As a rule, the annual meetings of mutual savings and loan associations are rather cut and dried affairs. Not so last week's 50th annual meeting of Interstate Federal.

It was not the announcement of a $5.5 million loss last year--making 1981 the worst year in many for Interstate, as it was for countless other S&Ls--that disturbed the tranquility of the setting. In fact, depositors took solace in President Robert A. Barton's statement that the institution had $36 million in reserves, or 9.6 percent of savings --triple the level required by federal banking authorities.

No, it was a small number of dissident depositors who provided unaccustomed fireworks, much to the discomfort of management and other members. The dissidents, calling themselves the Interstate Depositors Association, tried unsuccessfully to introduce three resolutions dealing with conflict of interest, remuneration of officers and directors, and community advisory boards. The parliamentarian ruled them out of order.

A spokesman for the group, Jeffrey Fiedler, did, however, manage to bring up the substance of the resolutions for discussion. He demanded to know if there was not a conflict of interest when eight top officials of Interstate also hold positions at or are connected to Weaver Bros., a competitor in the mortgage banking field.

A Weaver brother founded Interstate a half century ago. Martin F. West Jr., chairman of the board of Interstate and president of Weaver Bros., replied, "There is no conflict of interest; we've followed every regulation."

In addition to interlocks, Fiedler asked Interstate to disclose salaries and fees for services directors provided the association. He questioned how West could be the full-time president of Weaver Bros. and still tell the Federal Home Loan Bank Board that 50 percent of his time is devoted to Interstate. West declined to make the disclosures, saying they were filed with the bank board but that the regulatory agency disapproved of making them public.

The request for community advisory boards--which was also not allowed to be put to a vote--related to the IDA's charge that Interstate engages in red-lining, the practice of not making mortgage loans in certain geographical areas deemed undesirable. President Barton responded that, while he did not have figures available, the association served a wide base of customers, was closely involved in community organizations and did take care of low-income loan applicants. "I have worked very hard to turn Anacostia around from rental to home ownership," he said.

When questioned later, Barton provided the following figures for 1981: Of the 403 loans totaling $33 million made by Interstate, 73 totaling $5.8 million, or 18.1 percent, were in the District. Forty of the 73 loans, amounting to $2.7 million (46.5 percent), were made on properties "east of Rock Creek Park," he added. (This expression is a common euphemism for low-income, overwhelmingly black neighborhoods.) Barton said he did not have a further breakdown.

The IDA, working on 1980 loans, contends the figures are misleading. Using Interstate's own data and that of Rufus S. Lusk & Son, Andy Kahn calculated that of the $4.9 million in loans Interstate made in the District, $2.3 million (46.9 percent) was placed east of the park.

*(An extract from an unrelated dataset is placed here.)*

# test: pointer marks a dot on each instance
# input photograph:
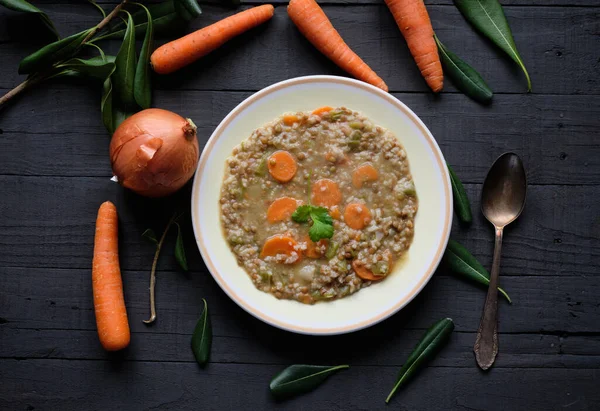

But, Kahn insisted, that designation also includes Capitol Hill, site of many expensive homes bought mainly by whites, and neighborhoods like Adams Morgan, where rehabilitation by white owners is taking place.

By excluding the $1.35 million in mortgages made in Northwest Washington east of the park and the $379,000 made in the Capitol Hill area, Kahn comes up with just $585,000 for the rest of Northeast, Southeast and Southwest. That amounts to 11.8 percent of loans made in 1980. (Were the same ratio applied to 1981 figures, the total would be $682,000.) Forty-nine percent of the District's population lives in communities other than Northwest and Capitol Hill.

The IDA made no attempt to find out how many mortgage applications were made in the low income areas, or how many were denied. Neither did it find out what percentage of Interstate's deposits came from Northwest and Capitol Hill.